More than a third of Puget Sound’s shoreline is hardened by impermeable bulkheads that disrupt a suite of important ecological processes, according to the Estuary and Salmon Restoration Program. Bulkheads are often made from logs covered in creosote, which leaches into the salt water, harming fish. The bulkheads themselves shorten the beach, interrupting the natural drifting of sand and sediments and causing high-energy waves that scour the beach.
If there’s enough sand with the right kinds of beach gravel, juvenile forage fish will spawn, said Antonia Jindrich, co-executive director of Mid Sound Fisheries Enhancement Group. “If the bulkhead is cutting that beach off, there’s no place for them to spawn.”
Marine scientists have studied the impact of bulkhead removal and found well-documented differences, she added. “Salmon usage is much greater around beaches without bulkheads.”
Slade, whose property is the first on Vashon to be restored by Shore Friendly King County, learned about the program six years ago when she went to a workshop for waterfront property owners interested in how to care for their land.
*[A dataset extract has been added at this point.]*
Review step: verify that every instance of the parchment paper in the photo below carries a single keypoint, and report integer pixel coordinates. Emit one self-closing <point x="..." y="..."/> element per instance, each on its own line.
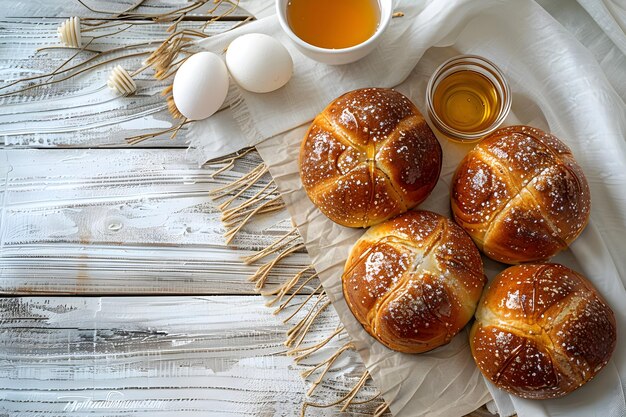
<point x="567" y="96"/>
<point x="566" y="63"/>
There, she learned that she could have a couple of people come out to her property and draw up a landscaping plan using native plants.
She was unhappy with the suburban look of her land, so she agreed. What she didn’t realize is that the program was also looking for something bigger — the opportunity, where appropriate, to offer a wholesale restoration program in order to improve the nearshore ecosystem. “They found such an opportunity on my property,” she said.
Negotiations began. Shore Friendly staff asked her what she wanted on her property. “I told them I wanted an easier way down to the beach,” she said. And they told her what they wanted — regrading her land to remove the bulkhead-like bank above the beach and the installation of hundreds of native plants that she would need to keep in place for many years. They determined a cost-share — the program would pay for the bulk of the costs — and in 2019, she and her husband signed an agreement.
Slade assumed the work would begin quickly, but then the COVID pandemic hit, followed by staff changes at some of the partner agencies. On top of that were permitting challenges. Because the project entailed moving earth on waterfront property, a number of permits — issued by agencies at all levels of government — were required. Most were issued quickly, except the one she needed from King County.
“As we all know, permitting takes a long time around here, and this was no exception,” she said.
In fact, Slade said, it began to look like she wouldn’t make it: She had to get the project done by Feb. 15 of this year or she’d lose her funding. After a few strategic calls to people high up in King County, she finally got approved in January, and the crew jumped into action. “Everyone turned on a freaking dime,” she said.
She hired her own landscape architect, David Berleth, who used the plants chosen by the project to create a design Slade found attractive — low-growing wildflowers would be used to create a meadow in the middle, taller ones would be placed along the sides, providing some privacy. He also designed a gently curving path to the beach to replace her slippery steps.
Other work — covered by the cost-share — included grading the land (done by Greentree Dozing, a Vashon company), removing invasive plants and construction debris, adding compost and woodchips and planting a total of 370 native shrubs, grasses and wildflowers.
The results are significant, she said. “It’s gorgeous. I feel super grateful.” The process was a bit like childbirth, she said — a hard labor, “but now I’m holding my pretty baby.”
Those involved in the project are also pleased by the results. Jindrich, with Mid Sound Fisheries Enhancement Group, recently toured the property and was struck by what she saw as the obvious benefits. It’s a classic win-win, she said — great for the Slades but also for the environment.
“I’m excited to see how it looks in a couple of years,” she said.